Skip to main content

Sukces ekonomiczny miasta ma swoje ciemne strony. Doświadczają tego metropolie najpopularniejsze w świecie biznesu technologicznego, takie jak San Francisco w USA, a teraz Berlin w Europie. Największym wyzwaniem jest galopada cen mieszkań, które nakręcają zamożni startuperzy. W San Francisco ratusz starał się pobudzić inwestorów do budowy mieszkań, ale niewiele to dało. Berlin sam chce inwestować w mieszkania i zbijać coraz bardziej zawrotne ceny najmu.

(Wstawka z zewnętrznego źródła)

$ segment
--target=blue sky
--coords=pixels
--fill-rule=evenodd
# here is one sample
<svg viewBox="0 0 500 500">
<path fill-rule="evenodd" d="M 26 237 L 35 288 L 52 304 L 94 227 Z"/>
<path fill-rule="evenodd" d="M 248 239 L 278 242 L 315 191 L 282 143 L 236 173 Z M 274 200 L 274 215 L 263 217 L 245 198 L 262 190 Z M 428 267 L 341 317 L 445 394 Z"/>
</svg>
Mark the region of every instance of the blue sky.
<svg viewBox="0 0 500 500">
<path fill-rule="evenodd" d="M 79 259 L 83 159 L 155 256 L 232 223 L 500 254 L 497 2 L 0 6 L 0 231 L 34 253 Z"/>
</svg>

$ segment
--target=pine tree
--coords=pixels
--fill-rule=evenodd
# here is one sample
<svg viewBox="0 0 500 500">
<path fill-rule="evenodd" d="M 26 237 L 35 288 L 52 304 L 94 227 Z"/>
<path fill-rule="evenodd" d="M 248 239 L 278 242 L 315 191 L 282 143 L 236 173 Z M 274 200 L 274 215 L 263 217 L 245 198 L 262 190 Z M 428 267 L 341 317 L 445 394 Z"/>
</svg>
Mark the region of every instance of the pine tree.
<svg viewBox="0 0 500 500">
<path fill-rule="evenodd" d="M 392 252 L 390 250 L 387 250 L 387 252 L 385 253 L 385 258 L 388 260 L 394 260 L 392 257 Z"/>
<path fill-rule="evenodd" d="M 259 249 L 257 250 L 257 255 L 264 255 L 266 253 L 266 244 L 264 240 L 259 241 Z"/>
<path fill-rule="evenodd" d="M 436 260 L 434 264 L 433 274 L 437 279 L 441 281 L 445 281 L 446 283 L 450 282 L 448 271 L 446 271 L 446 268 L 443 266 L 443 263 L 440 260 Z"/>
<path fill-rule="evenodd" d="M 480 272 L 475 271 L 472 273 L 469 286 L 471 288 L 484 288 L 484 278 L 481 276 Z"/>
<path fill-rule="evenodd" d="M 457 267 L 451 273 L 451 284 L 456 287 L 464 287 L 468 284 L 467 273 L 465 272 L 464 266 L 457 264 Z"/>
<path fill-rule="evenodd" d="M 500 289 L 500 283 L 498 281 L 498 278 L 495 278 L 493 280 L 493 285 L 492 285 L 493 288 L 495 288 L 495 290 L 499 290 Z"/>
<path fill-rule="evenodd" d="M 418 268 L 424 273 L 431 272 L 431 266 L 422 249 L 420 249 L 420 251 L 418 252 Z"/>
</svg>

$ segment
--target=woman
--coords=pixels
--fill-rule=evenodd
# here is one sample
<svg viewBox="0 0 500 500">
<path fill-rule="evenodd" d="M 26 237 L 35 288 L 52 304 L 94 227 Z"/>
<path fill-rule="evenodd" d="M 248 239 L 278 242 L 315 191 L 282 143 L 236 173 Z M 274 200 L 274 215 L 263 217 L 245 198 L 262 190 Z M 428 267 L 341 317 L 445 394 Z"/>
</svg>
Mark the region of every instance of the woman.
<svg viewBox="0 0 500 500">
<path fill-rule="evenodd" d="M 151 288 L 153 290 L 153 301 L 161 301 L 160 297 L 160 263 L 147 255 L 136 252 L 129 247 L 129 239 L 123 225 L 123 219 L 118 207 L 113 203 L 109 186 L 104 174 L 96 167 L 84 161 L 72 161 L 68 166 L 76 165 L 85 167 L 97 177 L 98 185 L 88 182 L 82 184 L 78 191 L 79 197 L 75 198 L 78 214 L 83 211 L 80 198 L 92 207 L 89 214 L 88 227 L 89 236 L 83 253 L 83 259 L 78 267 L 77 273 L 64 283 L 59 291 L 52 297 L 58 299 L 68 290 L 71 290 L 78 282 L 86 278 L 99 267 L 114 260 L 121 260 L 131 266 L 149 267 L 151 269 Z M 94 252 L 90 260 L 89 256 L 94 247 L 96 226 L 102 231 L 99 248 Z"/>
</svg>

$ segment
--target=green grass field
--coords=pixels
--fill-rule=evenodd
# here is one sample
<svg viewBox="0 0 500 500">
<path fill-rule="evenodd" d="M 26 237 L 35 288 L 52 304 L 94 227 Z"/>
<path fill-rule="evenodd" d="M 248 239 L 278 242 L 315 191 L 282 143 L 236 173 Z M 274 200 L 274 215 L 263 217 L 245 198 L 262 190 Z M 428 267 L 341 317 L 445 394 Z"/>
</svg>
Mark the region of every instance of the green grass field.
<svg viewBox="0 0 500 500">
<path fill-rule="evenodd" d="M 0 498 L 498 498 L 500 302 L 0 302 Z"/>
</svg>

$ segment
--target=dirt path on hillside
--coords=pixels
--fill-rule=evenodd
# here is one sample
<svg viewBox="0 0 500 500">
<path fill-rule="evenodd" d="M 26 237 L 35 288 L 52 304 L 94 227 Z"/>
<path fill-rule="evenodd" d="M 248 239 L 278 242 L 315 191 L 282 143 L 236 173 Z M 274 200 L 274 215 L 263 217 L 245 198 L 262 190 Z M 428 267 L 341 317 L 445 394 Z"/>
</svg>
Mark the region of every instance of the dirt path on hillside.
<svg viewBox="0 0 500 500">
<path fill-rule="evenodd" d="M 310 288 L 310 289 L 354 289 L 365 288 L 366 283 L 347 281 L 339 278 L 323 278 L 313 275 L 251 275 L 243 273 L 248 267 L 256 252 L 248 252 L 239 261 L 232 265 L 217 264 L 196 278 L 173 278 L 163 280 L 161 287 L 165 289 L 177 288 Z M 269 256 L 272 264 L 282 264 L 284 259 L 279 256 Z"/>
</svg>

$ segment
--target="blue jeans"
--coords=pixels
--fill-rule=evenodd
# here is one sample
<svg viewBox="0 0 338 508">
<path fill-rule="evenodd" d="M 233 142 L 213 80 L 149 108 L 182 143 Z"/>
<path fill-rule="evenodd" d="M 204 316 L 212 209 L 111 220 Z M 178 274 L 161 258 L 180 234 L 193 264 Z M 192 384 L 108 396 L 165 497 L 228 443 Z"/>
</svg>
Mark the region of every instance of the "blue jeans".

Sprawa jest o tyle ważna, że w Berlinie mało kto jest właścicielem mieszkania, w którym żyje – 85 proc. mieszkańców je wynajmuje (w ogóle model mieszkalnictwa w Niemczech jest zupełnie inny, niż w Polsce i opiera się na najmie). Dlatego w styczniu senat Berlina podjął decyzję, że miasto samo wejdzie na rynek i zacznie skupować mieszkania od inwestorów prywatnych. Szybko przeszedł do działani i już w lutym kupił pierwsze trzy domy z 316 mieszkaniami. Plany są jednak znacznie poważniejsze: burmistrz Michael Müller obiecał, że skupi 50 tys. lokali.
Działanie to jest do pewnego stopnia odwróceniem wcześniejszej polityki mieszkaniowej miasta. Berlin w latach 90-tych i w pierwszej dekadzie nowego wieku sprzedawał mieszkania, które odziedziczył po NRD w Berlinie Wschodnim – wówczas ceny były tu jednak wyjątkowo niskie.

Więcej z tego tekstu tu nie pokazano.